Two days before the 1918 armistice of WW I, Moina Michael, a professor at the University of Georgia, was inspired by McCrae’s poem to write a poem which she called “We Shall Keep Faith.” As a sign of remembrance of the veterans’ sacrifices, Michael vowed to wear a red fabric poppy and to make and sell the red silk poppies to raise money to support returning veterans. She designed a poppy in the colors of the Allied nations’ flags entwined around a victory torch. In 1920 she convinced Georgia’s branch of the American Legion to adopt the poppy (minus the torch) as its symbol. In September 1920, the National American Legion convention voted to use the poppy as the official U.S. national emblem of remembrance. At the same convention, a French woman named Madame Anna Guerin convinced the American Legion to accept her idea for an “Inter-Allied” Poppy Day and to join her by celebrating National Poppy Day the next May in the United States.
Within a year, Guerin campaigned her poppy plan in England where in November 1921, the (Royal) British Legion held its first-ever “ Poppy Appeal,” which raised over 106,000 pounds to assist location of employment and housing for WW I veterans. In 1922, a Poppy Factory was constructed in England which employed disabled servicemen to make the fabric and paper blooms. People in the United Kingdom, Canada, France, Belgium, Australia, and New Zealand wear the red flowers on November 11 to commemorate the 1918 Armistice Day, or Remembrance Day. The English Poppy factory still produces over 45 million poppies each year.

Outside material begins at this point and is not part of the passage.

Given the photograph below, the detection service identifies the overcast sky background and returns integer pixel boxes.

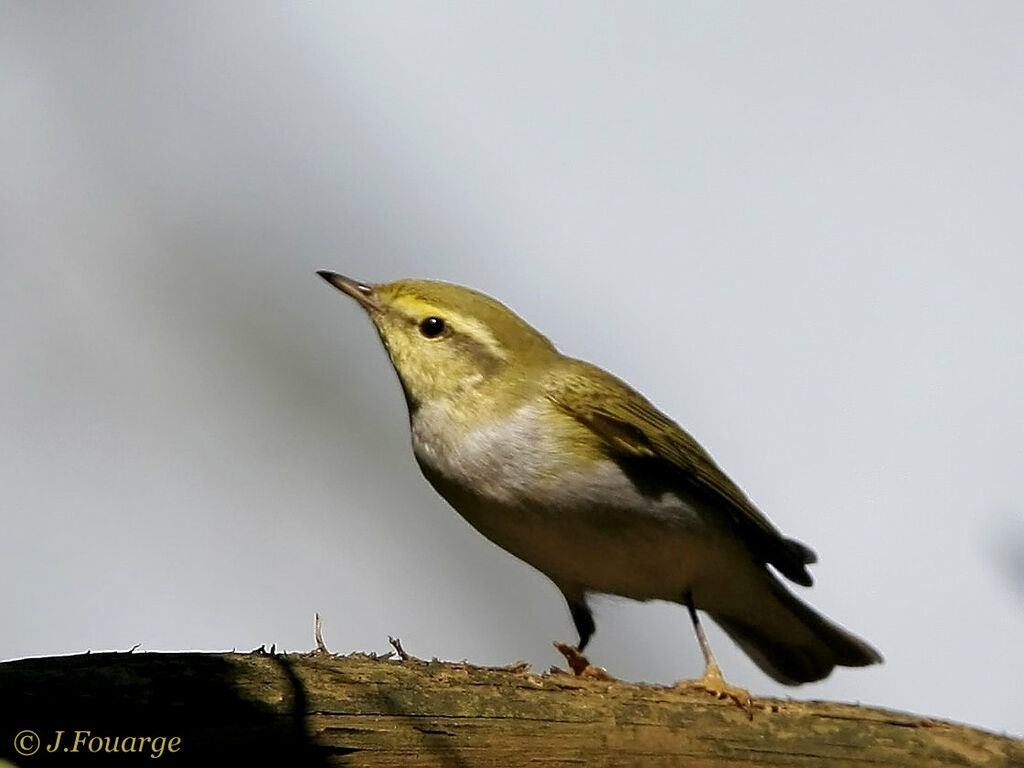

In the United States, Americans do not wear poppies on Veterans Day (November 11) which celebrates living veterans. Instead they wear the symbolic flower on Memorial Day (last Monday in May), which commemorates the veterans who have given their lives in the service of their country. Let us remember our veterans on Memorial Day (Monday, May 26) by wearing the red poppy of remembrance.